Over 20+ years ago I embarked into the educational adventure of learning how Microsoft's 25 letter product key system worked (before it used Internet to activate). The result of that work was a C++ Builder application back in 2001. I have decided to resurrect this old project back to life in Visual Studio 2022 / .NET Framework 4.7.2 and share it with the community -strictly for educational purposes.
This application can:
- Evaluate if a product key for old Microsoft products is valid.
- Show you the different components / data included in the key
- Let you create your own key system and generate your own keys for it -in fact I used to have a license to this program created by this program!
- Help you learn -together with the sources- the inner workings of the 25-product-key algorithm
Disclaimer: It will NOT generate you valid product keys unless you can enter Microsoft private keys used to generate product keys -which I never had and to my knowledge Microsoft never published. Therefore, it cannot be used to pirate software. Furthermore, all products targeted are already far beyond their "End of Life" date.

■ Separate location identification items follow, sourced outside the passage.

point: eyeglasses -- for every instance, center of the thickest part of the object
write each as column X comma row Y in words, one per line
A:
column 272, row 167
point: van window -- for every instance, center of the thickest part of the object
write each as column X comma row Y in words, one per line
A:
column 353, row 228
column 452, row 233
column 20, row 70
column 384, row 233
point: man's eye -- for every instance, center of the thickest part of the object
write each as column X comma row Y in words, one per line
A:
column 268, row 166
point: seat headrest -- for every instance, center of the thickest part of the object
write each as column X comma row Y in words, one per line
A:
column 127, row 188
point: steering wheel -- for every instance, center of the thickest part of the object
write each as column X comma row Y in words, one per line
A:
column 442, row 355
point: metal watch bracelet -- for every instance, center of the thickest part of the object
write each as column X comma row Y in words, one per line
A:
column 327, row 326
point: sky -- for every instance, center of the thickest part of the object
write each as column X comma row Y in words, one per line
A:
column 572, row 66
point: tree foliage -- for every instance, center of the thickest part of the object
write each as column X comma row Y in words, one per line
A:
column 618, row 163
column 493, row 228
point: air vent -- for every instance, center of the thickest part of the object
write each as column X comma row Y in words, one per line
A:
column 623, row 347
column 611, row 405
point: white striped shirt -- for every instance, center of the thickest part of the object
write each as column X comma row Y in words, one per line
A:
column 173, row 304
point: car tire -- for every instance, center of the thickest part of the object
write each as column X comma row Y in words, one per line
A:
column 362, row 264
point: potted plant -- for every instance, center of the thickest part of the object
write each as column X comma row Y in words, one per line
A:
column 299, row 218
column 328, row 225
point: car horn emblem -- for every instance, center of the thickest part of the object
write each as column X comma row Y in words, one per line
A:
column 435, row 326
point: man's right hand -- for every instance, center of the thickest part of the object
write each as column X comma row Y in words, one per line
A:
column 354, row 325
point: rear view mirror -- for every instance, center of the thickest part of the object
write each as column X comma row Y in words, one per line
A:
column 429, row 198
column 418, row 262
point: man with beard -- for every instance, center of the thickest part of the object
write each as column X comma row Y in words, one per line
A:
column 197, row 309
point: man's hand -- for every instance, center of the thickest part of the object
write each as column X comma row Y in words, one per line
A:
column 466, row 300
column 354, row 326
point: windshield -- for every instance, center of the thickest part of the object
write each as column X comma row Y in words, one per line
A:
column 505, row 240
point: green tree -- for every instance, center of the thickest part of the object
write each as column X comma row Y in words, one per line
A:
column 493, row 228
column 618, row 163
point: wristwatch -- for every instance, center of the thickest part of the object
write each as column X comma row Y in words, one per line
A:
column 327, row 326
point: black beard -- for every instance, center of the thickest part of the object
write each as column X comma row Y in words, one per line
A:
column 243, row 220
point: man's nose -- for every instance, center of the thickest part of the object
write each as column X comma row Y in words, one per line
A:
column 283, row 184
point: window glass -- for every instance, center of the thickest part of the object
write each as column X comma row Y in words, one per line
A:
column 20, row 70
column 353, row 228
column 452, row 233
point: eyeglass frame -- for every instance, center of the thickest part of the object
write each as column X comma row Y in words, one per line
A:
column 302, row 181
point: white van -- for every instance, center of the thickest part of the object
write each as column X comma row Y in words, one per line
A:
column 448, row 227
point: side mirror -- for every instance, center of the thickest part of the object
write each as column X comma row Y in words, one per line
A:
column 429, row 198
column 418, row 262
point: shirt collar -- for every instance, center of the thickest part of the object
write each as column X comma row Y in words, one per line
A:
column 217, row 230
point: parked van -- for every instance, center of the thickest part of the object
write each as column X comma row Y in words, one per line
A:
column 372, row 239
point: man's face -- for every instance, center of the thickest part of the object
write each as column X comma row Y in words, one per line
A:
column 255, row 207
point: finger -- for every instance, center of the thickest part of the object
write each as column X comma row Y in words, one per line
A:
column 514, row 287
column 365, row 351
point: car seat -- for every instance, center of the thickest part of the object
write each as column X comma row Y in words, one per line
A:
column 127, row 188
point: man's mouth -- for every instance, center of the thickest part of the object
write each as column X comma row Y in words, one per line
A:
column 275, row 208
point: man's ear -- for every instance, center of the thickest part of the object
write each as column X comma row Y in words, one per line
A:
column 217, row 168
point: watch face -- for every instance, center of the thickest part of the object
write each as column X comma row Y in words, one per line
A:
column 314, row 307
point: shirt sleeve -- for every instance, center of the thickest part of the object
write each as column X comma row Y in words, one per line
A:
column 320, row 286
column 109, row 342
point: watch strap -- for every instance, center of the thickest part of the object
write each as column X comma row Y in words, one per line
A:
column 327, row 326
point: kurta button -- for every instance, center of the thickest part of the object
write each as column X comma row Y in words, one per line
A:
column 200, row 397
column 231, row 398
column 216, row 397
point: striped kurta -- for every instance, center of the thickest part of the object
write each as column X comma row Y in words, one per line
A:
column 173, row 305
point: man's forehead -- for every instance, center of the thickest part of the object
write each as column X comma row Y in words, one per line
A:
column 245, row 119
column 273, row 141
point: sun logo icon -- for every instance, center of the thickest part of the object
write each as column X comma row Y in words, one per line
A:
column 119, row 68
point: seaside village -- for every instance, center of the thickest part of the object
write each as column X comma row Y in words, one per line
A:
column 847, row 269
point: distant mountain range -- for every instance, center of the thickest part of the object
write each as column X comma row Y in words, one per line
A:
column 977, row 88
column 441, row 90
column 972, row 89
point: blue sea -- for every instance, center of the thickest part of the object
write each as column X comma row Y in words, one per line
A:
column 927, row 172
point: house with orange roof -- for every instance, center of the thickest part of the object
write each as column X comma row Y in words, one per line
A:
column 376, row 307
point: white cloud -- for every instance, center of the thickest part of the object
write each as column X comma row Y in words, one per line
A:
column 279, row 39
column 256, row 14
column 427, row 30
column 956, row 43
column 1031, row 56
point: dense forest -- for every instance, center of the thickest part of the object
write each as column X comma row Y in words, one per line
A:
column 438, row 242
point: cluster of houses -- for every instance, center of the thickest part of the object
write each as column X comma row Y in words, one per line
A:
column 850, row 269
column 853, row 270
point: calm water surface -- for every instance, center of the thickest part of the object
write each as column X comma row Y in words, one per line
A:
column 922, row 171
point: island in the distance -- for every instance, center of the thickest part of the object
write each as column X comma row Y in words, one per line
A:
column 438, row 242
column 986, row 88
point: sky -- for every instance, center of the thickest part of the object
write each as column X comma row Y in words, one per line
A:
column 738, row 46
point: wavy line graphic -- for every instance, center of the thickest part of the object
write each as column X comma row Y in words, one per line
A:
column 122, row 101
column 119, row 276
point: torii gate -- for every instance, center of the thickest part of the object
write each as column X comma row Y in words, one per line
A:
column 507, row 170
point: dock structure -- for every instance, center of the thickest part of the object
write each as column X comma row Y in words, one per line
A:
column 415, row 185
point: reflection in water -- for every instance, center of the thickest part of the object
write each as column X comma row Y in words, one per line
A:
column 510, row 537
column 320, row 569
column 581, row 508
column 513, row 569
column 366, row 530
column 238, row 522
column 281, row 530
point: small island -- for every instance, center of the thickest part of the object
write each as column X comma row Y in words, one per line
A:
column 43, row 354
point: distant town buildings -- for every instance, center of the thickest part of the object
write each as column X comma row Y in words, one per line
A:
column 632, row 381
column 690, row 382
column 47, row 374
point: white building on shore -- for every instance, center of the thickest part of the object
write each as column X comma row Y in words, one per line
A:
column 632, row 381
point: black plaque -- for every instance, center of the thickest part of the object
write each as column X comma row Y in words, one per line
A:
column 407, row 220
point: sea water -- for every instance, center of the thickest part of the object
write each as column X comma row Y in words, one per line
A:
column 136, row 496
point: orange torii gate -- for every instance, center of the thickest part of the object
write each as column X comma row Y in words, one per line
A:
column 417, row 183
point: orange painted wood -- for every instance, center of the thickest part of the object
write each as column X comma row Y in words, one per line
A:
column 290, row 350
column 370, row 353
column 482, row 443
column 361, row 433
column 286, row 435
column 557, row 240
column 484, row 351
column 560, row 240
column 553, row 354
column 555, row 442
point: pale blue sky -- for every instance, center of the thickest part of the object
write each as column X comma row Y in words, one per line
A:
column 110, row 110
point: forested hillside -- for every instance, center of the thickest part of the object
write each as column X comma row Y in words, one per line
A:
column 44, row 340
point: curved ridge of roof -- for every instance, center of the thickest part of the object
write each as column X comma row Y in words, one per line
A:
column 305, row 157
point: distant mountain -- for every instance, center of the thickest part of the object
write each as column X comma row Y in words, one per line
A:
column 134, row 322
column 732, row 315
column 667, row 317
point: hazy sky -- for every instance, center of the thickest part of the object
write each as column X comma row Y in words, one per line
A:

Ambitious consists of two projects:
- AmbitiousLib: The main library project in C++ that contains the product key algorithms -including elliptic curves and SHA-1
- Ambitious: The C# frontend project in .NET 4.7.2.
- Windows 98 first and second edition
- Windows Me
- Windows 2000 (multiple versions)
- Windows XP Pro
- Office 2000 Full and upgrade
- Office XP Pro
- Visual Studio .NET (first version)
- IE5 Admin kit
Microsoft 25 character product keys are fascinating. Had I known how complex they were, I would not have started this project back then.
They are basically an incredibly HUGE number coded in base 24 (so 25 to the power of 24!!). Why base 24? Because it can only contain any of these 24 characters/numbers: BCDFGHJKMPQRTVWXY2346789. It was avoiding digits and letters that could be confused like 1 and L, or 5 and E.
Product keys are generated using an Elliptic Curve Digital Signature Algorithm (ECDSA) and a Secure Hash Algorithm (SHA-1) -which are topics strongly recommended to learn about if you are trying to understand how these keys work. Public keys (required to validate the keys) can be found inside the target product files, while private keys (also required to create new keys) are only known to Microsoft -though you can create your own key systems with your own private and public keys with this application -for your own software.
What was particularly puzzling when trying to find a way to generate new keys, is that SHA-1 is an irreversible algorithm -it reduces a big number into a smaller signature -and yet that irreversible signature is compared back to part of the source product key that was used to calculate that signature in the first place!